Selain itu, kalangan muda NU juga menemukan piranti baru untuk membaca tradisi secara kritis seperti yang diusulkan Al-Jabiri dan Hasan Hanafi. Dengan piranti itu mereka tampil semakin percaya diri bahwa untuk maju kita tidak harus meninggalkan tradisi, tapi justru berangkat dari tradisi itu sendiri (Burhani, 2012). Hairus Salim (1999) menyebut angkatan muda ini sebagai kultur hibrida.
Pada saat yang sama, kita juga menyaksikan kultur hibrida ini dalam bentuk yang berlawanan. Pada dekade 1980-an, ketika Gus Dur, Nurcholish Madjid, Dawam Raharjo dan lainnya menyerukan pembaharuan Islam, kalangan Islamis juga mulai menyusun agenda reformasi Islam versi mereka. Diawali dengan gerakan Tarbiyah yang berhasil memasuki arena-arena penting seperti masjid dan perguruan tinggi sekuler, gerakan ini mendapatkan dukungan yang kuat dengan hadirnya alumni dari Timur Tengah yang bersentuhan dengan ide-ide Ikhwanul Muslimin dan Hizbut Tahir. Tokoh utama yang berkontribusi terhadap pengiriman generasi muda ke Timur Tengah itu adalah Muhammad Natsir, eks-Masyumi yang mendirikan Dewan Dakwah Islam Indonesia kala itu (Machmudi, 2006).
Saat ini, dua model kultur hibrida itu bertarung memperebutkan panggung dakwah Islam di Indonesia, terutama melalui media digital.

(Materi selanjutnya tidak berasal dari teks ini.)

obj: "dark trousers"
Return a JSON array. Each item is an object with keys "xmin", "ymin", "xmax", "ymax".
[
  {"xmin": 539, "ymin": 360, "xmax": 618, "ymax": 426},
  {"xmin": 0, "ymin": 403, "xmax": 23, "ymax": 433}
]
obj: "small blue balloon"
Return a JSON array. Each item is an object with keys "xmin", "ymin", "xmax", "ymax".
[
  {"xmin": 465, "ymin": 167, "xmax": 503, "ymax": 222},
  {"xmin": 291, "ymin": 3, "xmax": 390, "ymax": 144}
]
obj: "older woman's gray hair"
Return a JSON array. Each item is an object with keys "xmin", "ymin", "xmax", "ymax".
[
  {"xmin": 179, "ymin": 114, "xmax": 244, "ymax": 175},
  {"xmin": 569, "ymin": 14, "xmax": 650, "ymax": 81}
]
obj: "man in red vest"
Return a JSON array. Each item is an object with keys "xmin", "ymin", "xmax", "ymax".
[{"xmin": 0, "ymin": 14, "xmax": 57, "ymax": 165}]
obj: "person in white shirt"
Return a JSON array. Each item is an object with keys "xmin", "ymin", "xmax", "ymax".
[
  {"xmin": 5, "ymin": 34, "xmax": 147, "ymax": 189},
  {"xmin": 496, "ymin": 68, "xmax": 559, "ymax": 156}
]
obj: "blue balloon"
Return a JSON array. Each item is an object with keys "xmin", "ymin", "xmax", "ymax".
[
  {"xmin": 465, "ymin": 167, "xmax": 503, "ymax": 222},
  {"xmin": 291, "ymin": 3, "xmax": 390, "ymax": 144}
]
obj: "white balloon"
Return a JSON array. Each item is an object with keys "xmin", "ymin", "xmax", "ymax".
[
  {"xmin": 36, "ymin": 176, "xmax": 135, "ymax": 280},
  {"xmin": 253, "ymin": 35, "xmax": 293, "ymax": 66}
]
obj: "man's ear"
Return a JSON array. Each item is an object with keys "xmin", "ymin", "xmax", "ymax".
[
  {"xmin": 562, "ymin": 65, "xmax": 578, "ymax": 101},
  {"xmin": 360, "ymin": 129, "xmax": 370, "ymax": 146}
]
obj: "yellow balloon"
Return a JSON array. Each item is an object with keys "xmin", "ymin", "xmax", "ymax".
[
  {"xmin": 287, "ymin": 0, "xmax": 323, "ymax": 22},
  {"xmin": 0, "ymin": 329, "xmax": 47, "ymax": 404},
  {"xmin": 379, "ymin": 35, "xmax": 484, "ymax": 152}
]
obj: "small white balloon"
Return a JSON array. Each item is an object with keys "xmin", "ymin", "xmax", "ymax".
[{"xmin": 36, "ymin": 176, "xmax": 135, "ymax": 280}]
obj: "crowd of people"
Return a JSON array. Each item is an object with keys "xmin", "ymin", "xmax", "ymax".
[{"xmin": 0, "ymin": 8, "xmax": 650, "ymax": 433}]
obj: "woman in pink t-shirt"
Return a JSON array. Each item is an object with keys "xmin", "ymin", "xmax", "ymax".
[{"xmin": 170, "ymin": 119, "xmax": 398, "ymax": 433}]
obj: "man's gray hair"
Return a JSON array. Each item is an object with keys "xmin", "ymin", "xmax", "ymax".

Persaingan Otoritas Keagamaan
Harus diakui bahwa media digital berjasa besar terhadap meningkatnya konsumsi keagamaan di tengah masyarakat kita. Kepanikan moral dan goncangan identitas sebagai akibat modernisasi, urbanisasi, dan globalisasi, mengarahkan umat untuk mencari sumber-sumber bimbingan moral yang baru melalui agama (Fealy 2012, 26-27).
Jika pada masa sebelumnya otoritas keagamaan diperoleh terutama berdasarkan pada pendidikan agama: di mana lembaganya (biasanya pesantren atau perguruan tinggi Islam), siapa ulama/kyai yang mengajar, dan berapa lama waktu yang diinvestasikan untuk belajar, guna mendapatkan otoritas keagamaan tersebut. Kini, dengan difasilitasi media digital, tatanan itu telah berubah. Kita menyaksikan munculnya para pendakwah baru yang tidak memenuhi kualifikasi sebagai ulama mengisi ruang publik kita (Slama, 2017).
Dalam konteks inilah kita melihat pentingnya NU Online, Islami.co, dan website keislaman moderat lainnya. Sejumlah media tersebut dibangun sebagai rujukan otoritas keagamaan di media digital sekaligus membendung arus konservatisme keagamaan.
Situs keislaman dengan perspektif ke-NU-an ini tidak bisa hanya digerakkan oleh segelintir penulis. Tetapi, ini harus menjadi sebuah gerakan dalam rangka menjaga dan mempromosikan Islam rahmatan lil alamin di Indonesia.
Savic Ali berjasa dalam memberikan panggung kepada anak-anak muda NU, para intelektual amatir seperti saya ini untuk berkembang. Membangun otoritas keilmuan yang kami geluti.
Savic Ali bergerak dari satu tempat ke tempat lain. Menyerukan pentingnya keterlibatan kawula muda NU dalam mewarnai perang otoritas keagamaan di media digital. Dia menenun kultur hibrida NU yang berserakan di berbagai daerah untuk bersama-sama membangun gerakan literasi media digital ini.
Nah, di sinilah mantra Savic Ali, Sang Kiai Digital itu mendapatkan tempatnya.